Walking on a glacier in Alaska. Swimming with dolphins in the Caribbean. Joining a lobster bake in Maine. Pondering Michelangelo’s statue of David in Florence.
Shore excursions during a cruise vacation offer a slew of opportunities to experience the culture of a destination, mix with local people, view wildlife and have some fun outside the confines of your ship.
Beware the costs, however, since booking an excursion at each port of call can add hundreds of dollars per person to the total cost of a vacation. Shore excursions generate lots of revenue for cruise lines, but there are options to spending more than you bargained for on shoreside activities. Here’s how…
Cruise lines typically charge roughly 20% more for shore excursions they organize, compared to third-party vendors such as Viator.com and ShoreTrips.com. A half-day, guided walking tour in Venice, for example, costs $100 per person at Viator. A virtually identical one offered by a cruise line is priced at $129. A whale-watch boat trip in Juneau, Alaska, is priced at $135 at ShoreTrips while a similar cruise line-sponsored outing costs $159. In some cases, however, a cruise line can offer a bargain. We found a four-hour tour of Aix en Provence, from the port of Marseille, priced at $93 at Viator, but one cruise line offers a full-day excursion for $79, so it is important to do some research before deciding.
Use mass transit
In major European cities, buy a hop-on-hop-off bus pass. It will cost a fraction of what a guided tour will cost, either through a third party or the cruise line. A public bus also enables you to stop where you like, for as long as you like, and get a feel for the local culture. Take along a map and a guidebook, and you’re all set.
Find local guides
In most ports of call, local tour operators will wait dockside for customers. You’ll see them holding signs advertising their tours and prices. Rates will usually beat the cruise line’s similar tour, but before hopping into someone’s tour van, settle the per-person cost verbally, agree on the return time, and make sure the driver will bring you all the way back to the dock.
Take a taxi
Local taxis are a good option in the Caribbean. A cruise line typically will charge at least $20 per person for a beach shuttle while a taxi or passenger van to the same beach can cost as little as $5. Throughout the islands, taxi drivers are accustomed to transporting cruise passengers to a nearby beach and then returning to pick them up at an agreed upon time. Again, settle the fare before leaving the harbor, and always leave extra time for the return trip.

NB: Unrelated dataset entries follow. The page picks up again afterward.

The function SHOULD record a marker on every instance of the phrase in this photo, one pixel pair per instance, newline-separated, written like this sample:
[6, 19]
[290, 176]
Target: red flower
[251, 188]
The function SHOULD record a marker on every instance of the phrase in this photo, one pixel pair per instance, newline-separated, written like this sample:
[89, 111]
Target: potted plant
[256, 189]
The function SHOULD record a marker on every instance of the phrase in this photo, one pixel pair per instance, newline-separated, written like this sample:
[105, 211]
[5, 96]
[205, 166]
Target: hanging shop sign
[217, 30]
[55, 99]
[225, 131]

National, regional, or local tourist offices frequently have a visitor center or an information kiosk at the cruise port or nearby. Drop in and talk to the tourist representatives, who are always happy to suggest a tour with a reputable guide, provide walking maps, point out sightseeing options and recommend local restaurants that won’t break the bank.

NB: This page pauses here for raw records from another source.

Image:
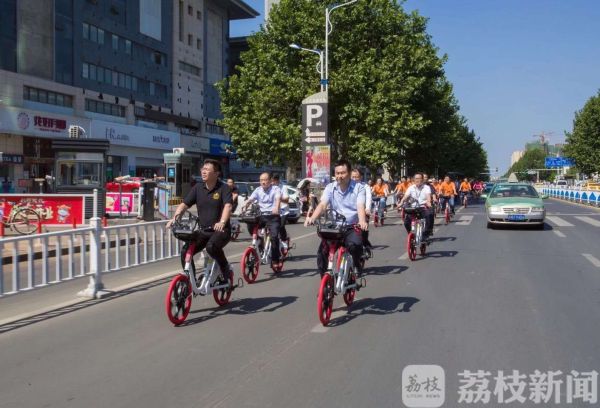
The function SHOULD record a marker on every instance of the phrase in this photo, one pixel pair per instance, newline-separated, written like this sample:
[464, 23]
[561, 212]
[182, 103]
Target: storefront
[28, 134]
[134, 150]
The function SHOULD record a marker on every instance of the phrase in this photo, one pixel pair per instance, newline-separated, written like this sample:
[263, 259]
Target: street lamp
[319, 66]
[328, 30]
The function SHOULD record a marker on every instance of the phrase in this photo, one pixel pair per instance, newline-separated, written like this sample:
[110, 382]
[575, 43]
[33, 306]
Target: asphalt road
[503, 299]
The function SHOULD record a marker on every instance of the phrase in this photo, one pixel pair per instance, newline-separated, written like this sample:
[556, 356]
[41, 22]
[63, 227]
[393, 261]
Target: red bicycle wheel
[350, 293]
[250, 265]
[179, 299]
[223, 295]
[325, 299]
[411, 247]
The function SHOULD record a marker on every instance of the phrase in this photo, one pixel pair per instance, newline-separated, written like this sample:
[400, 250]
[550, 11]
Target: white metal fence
[35, 261]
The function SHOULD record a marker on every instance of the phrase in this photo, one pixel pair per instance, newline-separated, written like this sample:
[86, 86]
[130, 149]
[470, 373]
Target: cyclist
[268, 197]
[430, 214]
[284, 211]
[465, 189]
[213, 200]
[447, 193]
[418, 195]
[380, 193]
[357, 177]
[348, 198]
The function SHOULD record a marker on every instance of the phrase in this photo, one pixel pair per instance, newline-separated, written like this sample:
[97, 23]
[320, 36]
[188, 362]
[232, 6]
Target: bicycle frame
[207, 277]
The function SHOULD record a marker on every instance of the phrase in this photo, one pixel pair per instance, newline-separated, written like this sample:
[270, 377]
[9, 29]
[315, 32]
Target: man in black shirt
[213, 201]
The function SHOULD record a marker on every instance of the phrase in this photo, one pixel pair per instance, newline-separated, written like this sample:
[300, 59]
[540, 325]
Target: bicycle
[191, 283]
[340, 277]
[22, 219]
[259, 251]
[415, 239]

Renting a car is a good option in some ports, but not all. For example, the cruise port for Rome, Civitavecchia, is a two-hour drive from the city. But in Nice, the cruise ship dock is just steps from the old town, and gorgeous countryside awaits just a few miles outside the city. Save on the cost of a rental car by sharing it with traveling companions or with new friends you’ve met on your cruise. And remember that gasoline in Europe costs roughly three times what it does in the U.S. Factor your planned distance and gas costs into the total expense. Split between two couples, you’ll likely still come out ahead of the cost for a guided motorcoach tour and you’ll have an original adventure.
Be a VIP
A private car tour can be a good option for a small group, such as two couples or a family of four. But shop wisely. There are big differences in price between cruise lines and third party vendors. ShoreTrips, for example, sells a five-hour private tour of Cozumel for $109 per person. Some cruise lines offer seven-hour tours, with rates of $600 or more per vehicle. In some cases, the vehicle accommodates only three people, which brings the per person rate to a whopping $200, nearly twice the cost for an additional two hours.
Set your budget
Plan ahead and spend money only on your must-do excursions. Your ship might visit four, five, or six ports during a weeklong cruise, but that doesn’t mean you have to buy an excursion for each one. Remember that it’s always fun to knock around a port, try some local cuisine, check out souvenir shops and take loads of pictures while exploring a destination on your own. Don’t be surprised if these become your fondest memories!